Results such as these, and the high premiums low-wage workers must pay, led the Kaiser survey’s authors to explicitly question the tenability of employer-sponsored insurance: “the national debate about expanding Medicare or creating public program options provides an opportunity to step back and evaluate how well employer­-based coverage is doing in achieving national goals relating to costs and affordability,” the report reads.

The United States is unique in its reliance on employers to provide health insurance. And, as Democratic candidates for president continue to go in circles debating health care, employer-sponsored insurance is often the biggest sticking point.

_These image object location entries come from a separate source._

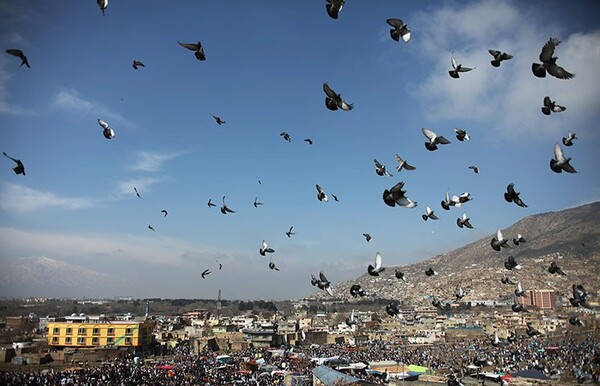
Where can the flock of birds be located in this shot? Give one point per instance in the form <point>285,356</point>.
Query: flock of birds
<point>396,196</point>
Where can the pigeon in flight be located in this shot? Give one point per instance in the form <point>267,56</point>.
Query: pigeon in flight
<point>380,169</point>
<point>463,221</point>
<point>334,7</point>
<point>197,48</point>
<point>402,164</point>
<point>225,209</point>
<point>218,119</point>
<point>395,196</point>
<point>321,196</point>
<point>498,242</point>
<point>461,134</point>
<point>20,168</point>
<point>568,140</point>
<point>429,214</point>
<point>377,268</point>
<point>560,162</point>
<point>289,233</point>
<point>137,64</point>
<point>511,264</point>
<point>550,106</point>
<point>499,57</point>
<point>333,100</point>
<point>519,239</point>
<point>103,4</point>
<point>264,248</point>
<point>434,139</point>
<point>456,68</point>
<point>511,195</point>
<point>549,62</point>
<point>286,136</point>
<point>400,30</point>
<point>554,268</point>
<point>19,54</point>
<point>107,131</point>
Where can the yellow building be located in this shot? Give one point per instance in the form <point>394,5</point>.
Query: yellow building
<point>90,334</point>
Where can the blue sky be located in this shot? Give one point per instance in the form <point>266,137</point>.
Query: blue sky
<point>266,63</point>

Several candidates, like Sen. Bernie Sanders, who popularized a plan for Medicare-for-all, a single government-run program, and Sen. Elizabeth Warren, who supports Sanders’s plan, have called for getting rid of the employer-based system, and private insurance, all together.

But their critics always bring up the same talking point: that the people who like their health insurance plans through work, should be able to keep it. The Kaiser survey raises questions as to how affordable those plans really are, and, as Democrats debate ideas like Medicare-for-all, how sustainable the current trajectory is.